Did you take any pictures before dis-assembly?

You may need to search for a manual for a model similar to yours.

Perhaps this is close enough.

http://vintagemachinery.org/pubs/1141/1466.pdf


----------



## Tom King (Nov 22, 2013)

The motor needs to be turning while the speed is adjusted. It's a manual system. It shouldn't be too hard to get it right. Someone probably moved the lever when the machine wasn't running. I have one very similar. I'll look for the manual, or I can look in the machine if I can't find the manual. It's not a special machine just for schools. That was the high end lathe in its day.

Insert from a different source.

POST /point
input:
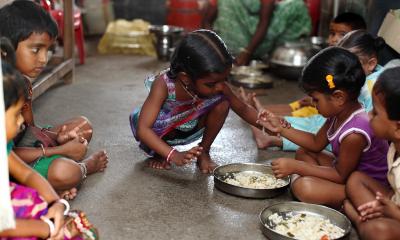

It's the same as previous and later Delta lathes. It's just from the few years when Rockwell owned the company. Mine is a Delta but looks just like yours. If I'm remembering right, the Delta model number is 46-541

Probably worth getting this. http://www.ebay.com/itm/DELTA-Rockw...08716?pt=BI_Books_Manuals&hash=item484497418c

Do a search on these forums for Delta 46-541 and you should find a number of people who have one. Mine is nowhere near the house, and I will be gone for at least a week until I can get my hands on mine.


----------



## nmacdonald (Jan 13, 2012)

Tom King said:



> The motor needs to be turning while the speed is adjusted. It's a manual system. It shouldn't be too hard to get it right. Someone probably moved the lever when the machine wasn't running.


I think my problem is a combo of lining up the rack and gear in the correct spot. I found a delta model manual online at http://vintagemachinery.org/pubs/1141/1466.pdf. but it does not go into details about setup or the 4 pulleys that are in my headstock. 

Here us some of the stuff I got with the lathe also a duplicator not pictured. 

Not sure what everything is that's pictured such as the green handle with half moon. 

The drive centres are not perfect with evidence of being dropped in the past.


----------